Revised Chr() & Asc() for UTF-16 surrogate pairs

Share your advanced PureBasic knowledge/code with the community.
User avatar
Demivec
Addict
Addict
Posts: 4091
Joined: Mon Jul 25, 2005 3:51 pm
Location: Utah, USA

Revised Chr() & Asc() for UTF-16 surrogate pairs

Post by Demivec »

Here is a set of replacement functions for Chr() and Asc() to handle UTF-16 surrogate code points in unicode compilations.

The functions use macros to allow the seamless replacement of PureBasic's native functions.

Essentially, PureBasic limits the codepoint values returned from Chr() to: 0 <= value$ <= $FFFF. My Chr() replacement will return a pair of UTF-16 surrogate codepoints that represent unicode characters (codepoints) for values > $FFFF that encode values as high as $10FFFF. It also returns the same values as PureBasic for the lower range of values.

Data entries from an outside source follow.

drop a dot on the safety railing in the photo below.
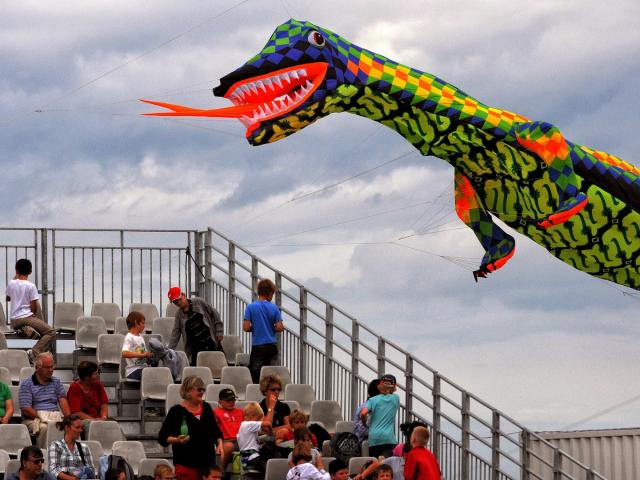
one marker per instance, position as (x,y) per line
(326,347)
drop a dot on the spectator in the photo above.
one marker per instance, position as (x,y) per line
(87,396)
(303,436)
(297,420)
(303,469)
(361,429)
(191,429)
(421,464)
(68,458)
(255,422)
(229,419)
(383,409)
(263,319)
(271,386)
(163,472)
(134,350)
(23,296)
(338,470)
(6,403)
(197,322)
(42,399)
(212,472)
(31,466)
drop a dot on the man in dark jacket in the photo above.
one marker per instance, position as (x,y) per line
(197,322)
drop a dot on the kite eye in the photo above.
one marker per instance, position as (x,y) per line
(316,39)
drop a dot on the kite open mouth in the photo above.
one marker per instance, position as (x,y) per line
(260,98)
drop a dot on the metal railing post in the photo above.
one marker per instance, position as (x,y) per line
(525,457)
(328,352)
(44,268)
(208,268)
(495,445)
(408,391)
(437,419)
(231,294)
(355,345)
(466,424)
(303,335)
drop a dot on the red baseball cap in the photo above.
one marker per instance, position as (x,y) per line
(174,293)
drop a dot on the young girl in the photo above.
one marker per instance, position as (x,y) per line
(303,469)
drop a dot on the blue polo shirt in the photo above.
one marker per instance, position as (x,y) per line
(263,316)
(41,396)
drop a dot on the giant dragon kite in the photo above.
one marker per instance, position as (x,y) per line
(581,204)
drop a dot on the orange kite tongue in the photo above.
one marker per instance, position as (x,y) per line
(181,111)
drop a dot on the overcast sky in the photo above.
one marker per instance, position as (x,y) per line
(547,344)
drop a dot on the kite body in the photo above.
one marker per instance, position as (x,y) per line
(582,205)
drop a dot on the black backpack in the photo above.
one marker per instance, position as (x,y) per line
(345,445)
(118,462)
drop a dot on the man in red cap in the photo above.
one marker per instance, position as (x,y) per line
(197,322)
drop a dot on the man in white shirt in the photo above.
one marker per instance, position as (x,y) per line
(23,296)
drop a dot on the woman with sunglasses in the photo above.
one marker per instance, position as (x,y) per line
(191,429)
(271,386)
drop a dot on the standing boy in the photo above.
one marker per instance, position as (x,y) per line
(23,296)
(421,464)
(134,350)
(263,319)
(382,422)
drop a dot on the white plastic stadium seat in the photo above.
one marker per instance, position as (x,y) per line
(328,412)
(14,360)
(132,451)
(109,312)
(65,316)
(239,377)
(109,351)
(89,328)
(154,383)
(106,432)
(204,373)
(280,371)
(13,437)
(216,361)
(302,393)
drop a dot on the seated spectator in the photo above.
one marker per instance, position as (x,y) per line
(6,403)
(252,456)
(338,470)
(302,468)
(68,458)
(134,350)
(42,399)
(297,420)
(271,386)
(421,464)
(302,436)
(212,472)
(229,419)
(31,466)
(361,429)
(163,472)
(86,396)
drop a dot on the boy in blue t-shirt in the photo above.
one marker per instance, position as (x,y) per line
(263,319)
(382,411)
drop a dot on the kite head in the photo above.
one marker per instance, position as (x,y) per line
(284,87)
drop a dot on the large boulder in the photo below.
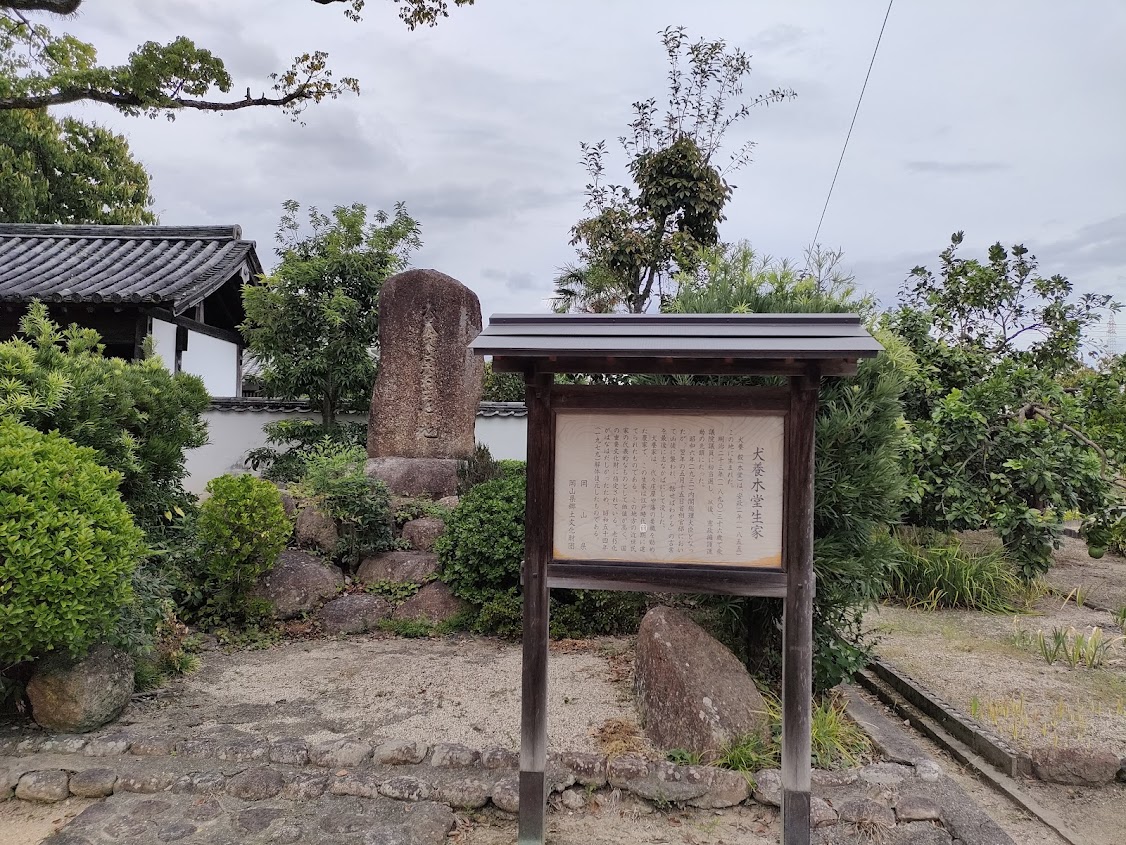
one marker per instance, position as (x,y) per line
(297,584)
(316,530)
(434,604)
(422,533)
(409,567)
(353,613)
(691,692)
(76,696)
(1077,766)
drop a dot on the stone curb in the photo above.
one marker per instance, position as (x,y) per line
(983,743)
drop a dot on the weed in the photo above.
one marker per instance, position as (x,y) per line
(682,757)
(1077,648)
(949,576)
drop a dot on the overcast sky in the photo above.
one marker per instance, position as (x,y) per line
(1002,117)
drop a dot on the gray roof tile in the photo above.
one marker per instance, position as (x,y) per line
(171,266)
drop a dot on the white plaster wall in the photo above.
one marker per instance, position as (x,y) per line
(507,437)
(233,434)
(163,334)
(214,361)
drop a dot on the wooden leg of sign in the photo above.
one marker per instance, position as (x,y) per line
(536,552)
(797,620)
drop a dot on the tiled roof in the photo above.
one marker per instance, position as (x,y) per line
(172,266)
(265,405)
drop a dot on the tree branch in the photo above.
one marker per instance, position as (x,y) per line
(132,100)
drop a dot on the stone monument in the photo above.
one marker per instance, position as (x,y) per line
(425,402)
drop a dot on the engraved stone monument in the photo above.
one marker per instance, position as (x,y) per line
(426,396)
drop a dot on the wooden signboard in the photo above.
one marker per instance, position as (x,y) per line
(672,489)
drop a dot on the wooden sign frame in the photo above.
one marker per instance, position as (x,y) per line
(794,581)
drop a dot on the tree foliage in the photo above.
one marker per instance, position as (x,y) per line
(636,237)
(1000,442)
(860,444)
(41,69)
(68,171)
(313,323)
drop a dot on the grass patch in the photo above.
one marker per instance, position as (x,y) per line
(837,740)
(929,575)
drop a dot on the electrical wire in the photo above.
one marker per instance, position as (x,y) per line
(851,125)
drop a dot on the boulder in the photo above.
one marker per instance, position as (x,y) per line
(434,604)
(1077,766)
(316,530)
(297,584)
(410,567)
(353,613)
(693,693)
(422,533)
(417,476)
(77,696)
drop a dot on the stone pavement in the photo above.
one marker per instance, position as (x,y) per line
(226,785)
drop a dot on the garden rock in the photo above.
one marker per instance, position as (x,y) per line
(46,786)
(353,613)
(77,696)
(316,530)
(416,476)
(434,604)
(693,693)
(1077,766)
(297,584)
(422,533)
(410,567)
(426,394)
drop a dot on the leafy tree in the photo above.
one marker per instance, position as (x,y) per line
(313,323)
(859,482)
(39,69)
(637,237)
(1000,442)
(68,171)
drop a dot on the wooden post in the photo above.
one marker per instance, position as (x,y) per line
(797,620)
(537,551)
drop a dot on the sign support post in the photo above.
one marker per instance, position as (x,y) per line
(797,615)
(537,550)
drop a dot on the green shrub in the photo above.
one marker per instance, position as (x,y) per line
(943,574)
(242,530)
(137,416)
(334,480)
(481,550)
(480,554)
(68,545)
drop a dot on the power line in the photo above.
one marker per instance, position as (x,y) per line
(855,113)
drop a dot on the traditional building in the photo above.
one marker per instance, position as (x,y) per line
(181,285)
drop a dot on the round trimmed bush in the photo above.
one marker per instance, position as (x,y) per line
(242,530)
(68,545)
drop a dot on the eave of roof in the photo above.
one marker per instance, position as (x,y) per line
(175,267)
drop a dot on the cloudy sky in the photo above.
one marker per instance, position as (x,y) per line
(1006,118)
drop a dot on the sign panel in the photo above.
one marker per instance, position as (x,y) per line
(669,488)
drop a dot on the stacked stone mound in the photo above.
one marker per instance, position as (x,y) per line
(432,602)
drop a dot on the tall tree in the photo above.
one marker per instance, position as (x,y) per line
(68,171)
(313,323)
(636,238)
(1000,442)
(39,69)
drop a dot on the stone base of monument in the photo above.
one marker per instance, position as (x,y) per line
(417,476)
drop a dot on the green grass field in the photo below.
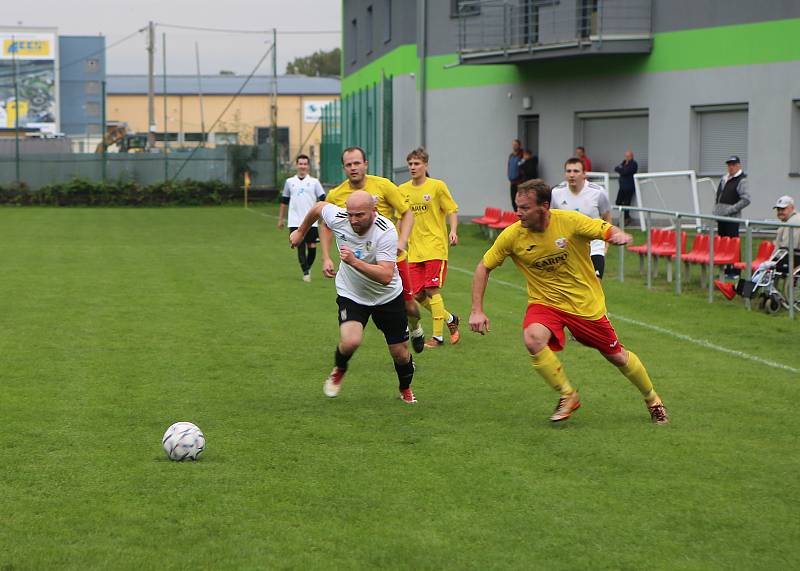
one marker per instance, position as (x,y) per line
(115,323)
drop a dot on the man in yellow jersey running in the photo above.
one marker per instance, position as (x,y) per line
(430,201)
(551,249)
(390,203)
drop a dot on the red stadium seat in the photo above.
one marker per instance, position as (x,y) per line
(656,237)
(491,215)
(699,248)
(506,220)
(764,253)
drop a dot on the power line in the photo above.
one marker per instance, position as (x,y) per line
(259,32)
(211,129)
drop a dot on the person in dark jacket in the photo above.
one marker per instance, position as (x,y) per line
(732,197)
(529,165)
(626,169)
(514,172)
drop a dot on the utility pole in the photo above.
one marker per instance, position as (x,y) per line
(16,106)
(151,86)
(164,129)
(200,93)
(274,109)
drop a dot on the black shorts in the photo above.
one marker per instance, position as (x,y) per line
(312,236)
(390,317)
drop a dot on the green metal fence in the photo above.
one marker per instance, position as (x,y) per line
(225,164)
(364,119)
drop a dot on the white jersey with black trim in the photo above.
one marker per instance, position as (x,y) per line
(302,193)
(378,244)
(592,201)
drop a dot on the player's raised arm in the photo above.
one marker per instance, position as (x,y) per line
(297,236)
(478,320)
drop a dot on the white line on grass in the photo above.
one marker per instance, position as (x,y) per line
(642,324)
(681,336)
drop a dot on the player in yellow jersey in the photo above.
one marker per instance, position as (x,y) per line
(551,249)
(390,203)
(432,204)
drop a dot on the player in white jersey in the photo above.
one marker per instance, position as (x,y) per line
(300,193)
(577,193)
(367,285)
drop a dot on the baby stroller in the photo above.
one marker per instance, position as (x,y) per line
(763,285)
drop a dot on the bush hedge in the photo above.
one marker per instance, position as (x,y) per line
(79,192)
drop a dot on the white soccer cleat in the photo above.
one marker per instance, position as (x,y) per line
(333,384)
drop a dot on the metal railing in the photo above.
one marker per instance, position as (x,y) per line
(503,25)
(678,219)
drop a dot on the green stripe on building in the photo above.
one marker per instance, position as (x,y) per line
(746,44)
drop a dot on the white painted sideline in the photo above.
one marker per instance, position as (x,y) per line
(664,331)
(656,328)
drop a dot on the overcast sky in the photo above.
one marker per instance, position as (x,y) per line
(218,51)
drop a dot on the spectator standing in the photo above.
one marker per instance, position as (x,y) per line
(626,169)
(731,198)
(513,169)
(580,152)
(529,165)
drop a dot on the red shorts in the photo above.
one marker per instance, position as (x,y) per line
(596,333)
(428,274)
(405,277)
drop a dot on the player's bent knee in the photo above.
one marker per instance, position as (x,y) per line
(536,337)
(619,359)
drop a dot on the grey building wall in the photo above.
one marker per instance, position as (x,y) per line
(471,154)
(83,69)
(403,30)
(469,130)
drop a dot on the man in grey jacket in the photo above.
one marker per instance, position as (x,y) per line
(732,197)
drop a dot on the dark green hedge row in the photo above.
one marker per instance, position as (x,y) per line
(80,192)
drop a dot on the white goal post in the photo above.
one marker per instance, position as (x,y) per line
(675,191)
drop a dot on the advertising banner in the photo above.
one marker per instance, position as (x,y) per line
(29,61)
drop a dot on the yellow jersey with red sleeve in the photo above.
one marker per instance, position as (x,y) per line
(390,202)
(430,202)
(388,196)
(556,263)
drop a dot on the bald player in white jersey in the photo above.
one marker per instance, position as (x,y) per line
(577,193)
(367,285)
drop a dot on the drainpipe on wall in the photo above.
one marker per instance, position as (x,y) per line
(422,10)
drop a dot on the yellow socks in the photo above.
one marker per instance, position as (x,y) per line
(438,313)
(637,374)
(549,367)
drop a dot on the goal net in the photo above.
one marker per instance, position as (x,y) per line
(675,191)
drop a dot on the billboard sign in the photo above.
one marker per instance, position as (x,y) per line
(312,110)
(28,68)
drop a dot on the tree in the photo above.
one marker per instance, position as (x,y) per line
(318,63)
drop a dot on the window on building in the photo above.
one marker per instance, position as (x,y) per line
(387,21)
(354,40)
(226,138)
(794,161)
(368,30)
(195,137)
(721,132)
(464,8)
(608,135)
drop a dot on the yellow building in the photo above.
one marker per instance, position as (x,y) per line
(223,119)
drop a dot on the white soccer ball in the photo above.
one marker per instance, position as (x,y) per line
(183,441)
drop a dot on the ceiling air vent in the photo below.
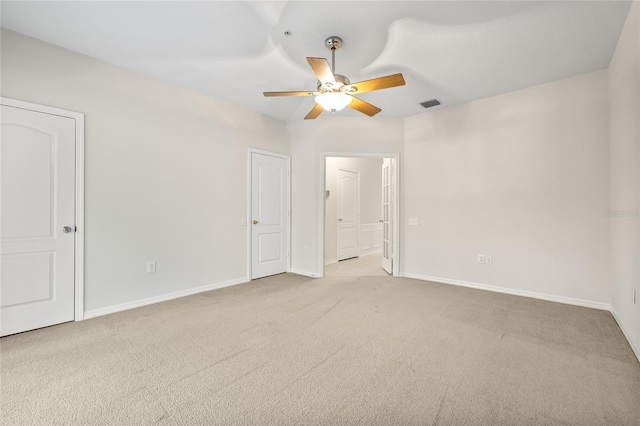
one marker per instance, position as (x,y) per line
(430,103)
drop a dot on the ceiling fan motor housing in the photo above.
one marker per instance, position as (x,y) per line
(341,81)
(333,42)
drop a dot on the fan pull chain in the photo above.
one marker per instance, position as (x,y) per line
(333,59)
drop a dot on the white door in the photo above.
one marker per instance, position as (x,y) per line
(348,214)
(37,224)
(387,234)
(270,215)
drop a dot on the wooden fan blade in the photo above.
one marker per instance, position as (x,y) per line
(315,112)
(290,93)
(386,82)
(322,69)
(364,107)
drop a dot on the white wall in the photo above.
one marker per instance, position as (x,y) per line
(310,138)
(523,177)
(165,171)
(624,133)
(370,171)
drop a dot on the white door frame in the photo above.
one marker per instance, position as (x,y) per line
(338,227)
(246,221)
(79,193)
(396,208)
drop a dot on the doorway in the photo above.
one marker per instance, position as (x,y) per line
(269,214)
(375,212)
(41,254)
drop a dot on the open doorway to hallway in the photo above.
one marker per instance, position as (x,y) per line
(359,207)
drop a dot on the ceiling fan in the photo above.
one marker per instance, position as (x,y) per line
(335,91)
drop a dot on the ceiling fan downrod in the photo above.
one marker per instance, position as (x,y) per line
(333,43)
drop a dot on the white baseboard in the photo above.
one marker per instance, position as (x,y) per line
(634,347)
(161,298)
(305,273)
(552,298)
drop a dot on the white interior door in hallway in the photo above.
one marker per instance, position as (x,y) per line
(387,215)
(348,214)
(270,192)
(38,173)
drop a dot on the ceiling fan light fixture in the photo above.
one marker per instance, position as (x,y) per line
(333,101)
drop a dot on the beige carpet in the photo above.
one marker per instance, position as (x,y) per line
(338,350)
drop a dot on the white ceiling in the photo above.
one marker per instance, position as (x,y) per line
(451,50)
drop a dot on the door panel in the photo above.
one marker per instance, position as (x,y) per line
(38,200)
(387,240)
(270,210)
(348,214)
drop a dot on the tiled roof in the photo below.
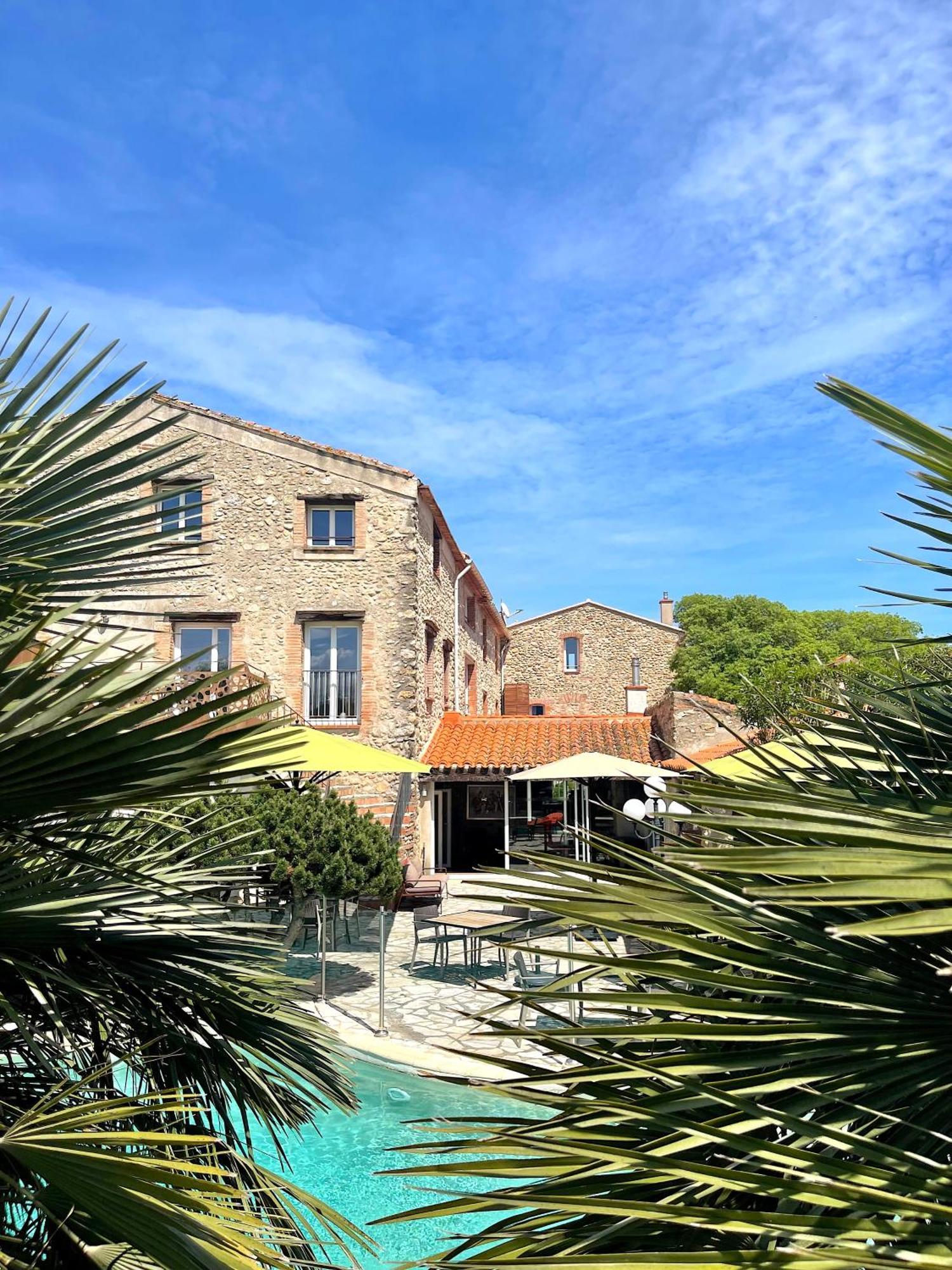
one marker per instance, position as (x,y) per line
(704,756)
(516,742)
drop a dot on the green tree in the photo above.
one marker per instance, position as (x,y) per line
(315,844)
(762,1074)
(143,1033)
(766,658)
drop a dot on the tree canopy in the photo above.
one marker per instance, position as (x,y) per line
(762,656)
(314,844)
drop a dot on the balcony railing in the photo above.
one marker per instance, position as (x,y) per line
(214,686)
(333,697)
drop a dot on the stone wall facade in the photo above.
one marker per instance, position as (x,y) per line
(260,577)
(687,722)
(609,641)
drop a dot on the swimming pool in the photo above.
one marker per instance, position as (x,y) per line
(338,1161)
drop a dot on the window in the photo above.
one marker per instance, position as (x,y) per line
(209,647)
(333,672)
(431,636)
(181,512)
(571,653)
(472,686)
(447,674)
(331,526)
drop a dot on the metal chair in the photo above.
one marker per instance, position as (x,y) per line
(526,981)
(423,923)
(519,915)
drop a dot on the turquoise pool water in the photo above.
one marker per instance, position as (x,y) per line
(340,1163)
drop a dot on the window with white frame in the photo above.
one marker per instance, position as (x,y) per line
(571,653)
(181,512)
(332,526)
(208,646)
(333,672)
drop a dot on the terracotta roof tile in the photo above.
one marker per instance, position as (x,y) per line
(678,764)
(516,742)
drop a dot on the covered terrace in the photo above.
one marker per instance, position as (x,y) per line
(475,811)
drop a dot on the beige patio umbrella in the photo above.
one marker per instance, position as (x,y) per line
(591,766)
(585,768)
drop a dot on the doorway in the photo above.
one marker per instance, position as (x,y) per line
(442,830)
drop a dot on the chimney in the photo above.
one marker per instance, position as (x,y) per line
(635,699)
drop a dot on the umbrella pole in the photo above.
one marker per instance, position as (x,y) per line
(381,973)
(324,948)
(576,817)
(506,820)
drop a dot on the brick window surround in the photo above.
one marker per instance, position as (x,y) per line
(428,669)
(305,502)
(195,510)
(296,662)
(576,637)
(447,674)
(167,636)
(472,684)
(437,551)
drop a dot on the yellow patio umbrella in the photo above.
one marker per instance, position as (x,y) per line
(793,755)
(308,750)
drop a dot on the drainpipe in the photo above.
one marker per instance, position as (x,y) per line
(458,628)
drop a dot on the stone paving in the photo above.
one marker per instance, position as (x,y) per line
(426,1004)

For PureBasic's Asc() you can only obtain values for a single codepoint and not for a pair of surrogate code points that are needed for characters (codepoints) > $FFFF. My Asc() replacement will check the parameter of Asc() to see if it is a matching pair of UTF-16 surrogate codepoints and return the value encoded by them.

Code: Select all

;File Name: UTF-16 Chr() and Asc() functions.pbi
;Author: Demivec
;Created: 02/18/2016
;Updated: 02/23/2016
;Version: v01.01
;OS: All ;only tested on Windows
;Compiler: PureBasic v5.41 x64
;License: open and free to use and abuse; no guarantees
;Forum: http://www.purebasic.fr/english/viewtopic.php?f=12&t=64947
;Description: Replacements for PureBasic's Chr() and Asc() functions.
;  The replacements allow for proper handling of all values in the UTF-16 range.
;  Specifically Chr() now returns a surrogate pair of codepoints for values > $FFFF and
;  Asc() will return a value for the corresponding surrogate pair of codepoints.
;  This allows the full unicode codepoint range (0 <= $10FFF).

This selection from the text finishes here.